Distinct PLZF+CD8αα+ Unconventional T Cells Enriched in Liver Use a Cytotoxic Mechanism to Limit Autoimmunity.

Hepatic immune system is uniquely challenged to mount a controlled effector response to pathogens while maintaining tolerance to diet and microbial Ags. We have identified a novel population of innate-like, unconventional CD8αα+TCRαß+ T cells in naive mice and in human peripheral blood, called CD8αα Tunc, capable of controlling effector T cell responses. They are NK1.1+ (CD161+ in human), express NK-inhibitory receptors, and express the promyelocytic leukemia zinc finger (PLZF) transcription factor that distinguishes them from conventional CD8+ T cells. These cells display a cytotoxic phenotype and use a perforin-dependent mechanism to control Ag-induced or T cell-mediated autoimmune diseases. CD8αα Tunc are dependent upon IL-15/IL-2Rß signaling and PLZF for their development and/or survival. They are Foxp3-negative and their regulatory activity is associated with a functionally distinct Qa-1b-dependent population coexpressing CD11c and CD244. A polyclonal TCR repertoire, an activated/memory phenotype, and the presence of CD8αα Tunc in NKT- and in MAIT-deficient as well as in germ-free mice indicates that these cells recognize diverse self-protein Ags. Our studies reveal a distinct population of unconventional CD8+ T cells within the natural immune repertoire capable of controlling autoimmunity and also providing a new target for therapeutic intervention.

Dendritic cells use endocytic pathway for cross-priming class Ib MHC-restricted CD8alphaalpha+TCRalphabeta+ T cells with regulatory properties.

Understanding the mechanisms leading to effective priming of lymphocytes with regulatory properties is crucial for the manipulation of immune responses. CD8alphaalpha(+)TCRalphabeta(+) T cells are a special subset of innate-like lymphocytes that have been shown to be involved in immune regulation. These cells can recognize self-peptides in the context of a class Ib molecule, Qa-1. How self-Ags are processed in the Qa-1 pathway and presented to CD8alphaalpha(+)TCRalphabeta(+) T cells is not understood. In this study we demonstrate a cross-presentation pathway by which bone marrow-derived dendritic cells (DCs) capture apoptotic CD4(+) T cells and process and present TCR-derived peptides in the context of Qa-1 to prime CD8alphaalpha(+)TCRalphabeta(+) T cells. The priming ability of the DCs is enhanced following TLR signaling using TLR3, TLR4, and TLR9 agonists. DC-mediated cross-presentation is inhibited in the presence of endosomal and proteasomal Ag-processing antagonists. Importantly, DCs loaded with apoptotic T cells prime CD8alphaalpha(+)TCRalphabeta(+) T cells in vivo, which in turn provides protection from CD4(+) T cell-mediated autoimmune disease. These data provide a key insight related to processing and presentation of self-Ags in the Qa-1 pathway for priming of CD8alphaalpha(+)TCRalphabeta(+) T cells and have implications for a DC-based immunotherapeutic approach to inflammatory diseases.

Global expression profiling of peripheral Qa-1-restricted CD8αα+TCRαß+ regulatory T cells reveals innate-like features: implications for immune-regulatory repertoire.

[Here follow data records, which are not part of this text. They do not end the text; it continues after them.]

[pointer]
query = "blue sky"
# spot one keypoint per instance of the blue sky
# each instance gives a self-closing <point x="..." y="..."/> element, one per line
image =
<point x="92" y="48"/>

Among peripheral regulatory T cells, CD8(+) T cells also play an important role in the maintenance of immune homeostasis. A subset of CD8(+) Treg that express αß T cell receptor (TCR) and CD8αα homodimers can recognize TCR-derived peptides in the context of the class Ib MHC molecule Qa-1. To gain a better understanding of the nature and phenotype of CD8αα(+)TCRαß+ Treg, a global gene expression profiling using microarray, real-time quantitative polymerase chain reaction, and flow-cytometric analysis was performed using functional Treg clones and lines. The study findings show that CD8(+) Treg shared gene profile expressed by innate-like lymphocytes, including murine intraepithelial lymphocytes and thymic CD8αα(+)TCRαß+ T-cell populations. In addition, this subset displays differential expression of several key regulatory molecules, including CD200. CD8αα(+) Treg expressed higher levels of a number of natural killer cell-related receptors and molecules belonging to the TNF superfamily. Collectively, peripheral class Ib-reactive CD8αα(+)TCRαß+ T cells represent a unique regulatory population different from class Ia major histocompatibility complex-restricted conventional T cells. These studies have important implications for the regulatory mechanisms mediated by the CD8(+) Treg population in general.